Lesson 12 (2019) discussion and wiki

neuradai · April 18, 2019, 3:19am

In my prior (and current) NLP work, “no” and other forms of negation are SUPER important. And they would be filtered out as “stop words” if I applied such a preprocessing technique.

KarlH · April 18, 2019, 3:19am

I’ve been using ULMFiT for genomics data. You need to write your own processing functions and train your own language models. I needed to write custom functions for:

Tokenizer
Vocab
NumericalizeProcessor
_join_texts
TokenizeProcessor
NumericalizeProcessor
_get_processor
TextLMDataBunch
TextClasDataBunch

But really that’s stuff for turning your data into a form you can feed into the model. Everything that happens after you tokenize/numericalize your data is the same. Same AWD-LSTM model, same ULMFiT training process.

paul · April 18, 2019, 3:19am

I liked that Jeremy mentioned he noticed a reduction in performance when he tried to remove Spacy and use a simpler tokenizer. Did anyone work out what components of Spacy added the biggest boost to performance? Perhaps one could use a subset of Spacy’s careful tokenization together with other tokenization ideas to further boost the performance of language models.

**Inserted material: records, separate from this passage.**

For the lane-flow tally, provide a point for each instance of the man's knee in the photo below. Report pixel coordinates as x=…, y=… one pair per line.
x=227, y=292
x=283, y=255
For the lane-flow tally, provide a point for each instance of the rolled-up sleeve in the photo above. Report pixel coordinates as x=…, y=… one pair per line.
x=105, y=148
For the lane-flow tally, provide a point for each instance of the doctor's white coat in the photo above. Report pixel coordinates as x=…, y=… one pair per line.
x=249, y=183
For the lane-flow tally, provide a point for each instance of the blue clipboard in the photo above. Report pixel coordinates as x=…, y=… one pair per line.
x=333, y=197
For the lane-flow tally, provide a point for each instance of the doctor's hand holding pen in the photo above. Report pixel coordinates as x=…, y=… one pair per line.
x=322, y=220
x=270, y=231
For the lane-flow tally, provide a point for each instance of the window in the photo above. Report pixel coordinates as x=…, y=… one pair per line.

Speaking of alternative tokenizers, here is one that trended in HN today: https://github.com/Microsoft/BlingFire/blob/master/README.md

And here is a course on spacy:

sgugger · April 18, 2019, 3:20am

Try bla
Both are important in their own way, so I’d recommend a good mix.

tanyaroosta · April 18, 2019, 3:21am

assuming GPU memory is not an issue, do you need to set it?

KarlH · April 18, 2019, 3:22am

For what it’s worth, the AWD-LSTM github page says BPTT doesn’t impact final results.

harikrishnanrajeev · April 18, 2019, 3:22am

can language models be used for non nlp ?. any experience doing that ?.

alenas · April 18, 2019, 3:22am

surprising, what about modeling long-term dependencies?

sgugger · April 18, 2019, 3:23am

I don’t think you have a GPU that can accommodate the total length of wikipedia, even divided by batch size

sgugger · April 18, 2019, 3:23am

No, that is misleading. They say the bptt in validation doesn’t impact result. That’s because there are no gradients in validation.

benjmann · April 18, 2019, 3:26am

Since we already have bos and eos tokens, why not just start looking at the next document instead of trying to pad?

sgugger · April 18, 2019, 3:26am

That’s for classification, so you need to classify each document.

benjmann · April 18, 2019, 3:27am

so for just the language modeling part, we don’t need this fancy sorting?

sgugger · April 18, 2019, 3:28am

Nope, it stops at the LM_Dataset, the fancy sorting is only for the classification part.

sparalic · April 18, 2019, 3:31am

Can the fast.ai API handle variable length sequences? Most of my work is in healthcare using longitudinal datasets that when processed on the patient level are variable length. I often have to work around it on my own as Pytorch’s packed padding doesn’t work for the nested structure of my data.

wgpubs · April 18, 2019, 3:31am

Are there any recommended pre-trained Transformer/XL/BERT models available to use in the same way we can use fastai’s pre-trained AWD-LSTM model?

yeldarb · April 18, 2019, 3:31am

Hmm I may need to revisit that. I didn’t get good results the first time I tried it. It just kept terminating really quickly without generating interesting text (predict output seemed much richer)

sgugger · April 18, 2019, 3:33am

If packed sequence from Pytorch doesn’t work, we don’t have anything better.

KarlH · April 18, 2019, 3:33am

Depends on how you define long term. I don’t have any issues with sequences of 1000-2000 tokens. I’ve tested one dataset that had extra long challenge sequences (up to 10000 or so). At first I had worse performance, but it turned out to be due to batching different length sequences together and the max_len parameter in the MultiBatchEncoder being too low.

That said this is all in the context of classification. The model only needs to focus on a single output for each input. A more interesting challenge would be to see if the model can learn long term interactions (ie promoters and enhancers), but I haven’t tried anything like that yet.

sgugger · April 18, 2019, 3:34am

Oh that makes me think we have a transformer XL pretrained model sitting somewhere.